Guest columnist

Thanksgiving in a time of need

Posted

Thanksgiving comes this year during some tough and confusing times. Folks are hurting and some of us may even be wondering what we have to be thankful for this year.

Of course, the celebrants of the first Thanksgiving may well have asked that same question. More than half of them died the preceding winter, and the winter to come promised to be just as harsh. They were strangers in a hard and foreign land. But things had changed through their struggle to survive and in that struggle they had changed as well. They reached out in desperation to the native people, whose kindness to these newcomers probably saved their lives.
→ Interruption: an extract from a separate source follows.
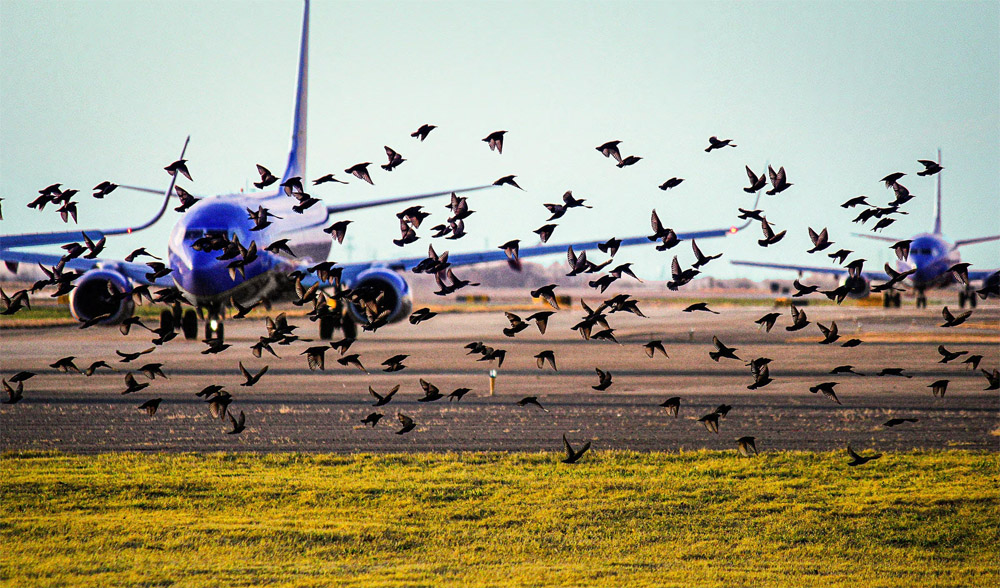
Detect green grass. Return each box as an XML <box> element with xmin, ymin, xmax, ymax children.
<box><xmin>1</xmin><ymin>451</ymin><xmax>997</xmax><ymax>587</ymax></box>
They learned to work with these strangers, to take care of each other, and to pray with a renewed energy and gratitude for what they had — the very things they had once taken for granted: their daily bread, the dawn of a new day, the people whose compassion brought them through the worst trial of their lives.
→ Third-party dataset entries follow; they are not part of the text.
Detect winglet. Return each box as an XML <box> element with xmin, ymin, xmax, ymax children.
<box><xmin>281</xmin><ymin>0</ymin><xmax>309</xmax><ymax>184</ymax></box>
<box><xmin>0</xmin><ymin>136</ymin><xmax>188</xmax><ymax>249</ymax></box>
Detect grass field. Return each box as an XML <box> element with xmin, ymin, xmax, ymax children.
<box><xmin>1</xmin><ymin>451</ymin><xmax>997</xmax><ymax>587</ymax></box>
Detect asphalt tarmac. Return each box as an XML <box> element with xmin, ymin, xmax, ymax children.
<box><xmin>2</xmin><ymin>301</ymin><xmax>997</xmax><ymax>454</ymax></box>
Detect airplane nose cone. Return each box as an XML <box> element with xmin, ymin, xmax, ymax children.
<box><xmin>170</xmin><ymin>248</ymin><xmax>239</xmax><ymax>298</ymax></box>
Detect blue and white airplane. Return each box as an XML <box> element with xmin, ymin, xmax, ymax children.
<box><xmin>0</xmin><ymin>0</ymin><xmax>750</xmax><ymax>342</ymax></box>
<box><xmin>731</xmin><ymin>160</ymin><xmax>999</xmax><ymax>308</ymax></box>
We can be grateful for those things too this year, and we can learn, as they did, to embrace our circumstances with an eye toward seeing the blessings that they bring. We can decide to work together and help each other through these times, to pray with gratitude for the things we have taken for granted and to trust that God, as he always does, will make something good out of our struggles, just as he did for those at the first Thanksgiving.

Rev. Mark Lukens is the pastor of the Bethany Congregational Church in East Rockaway.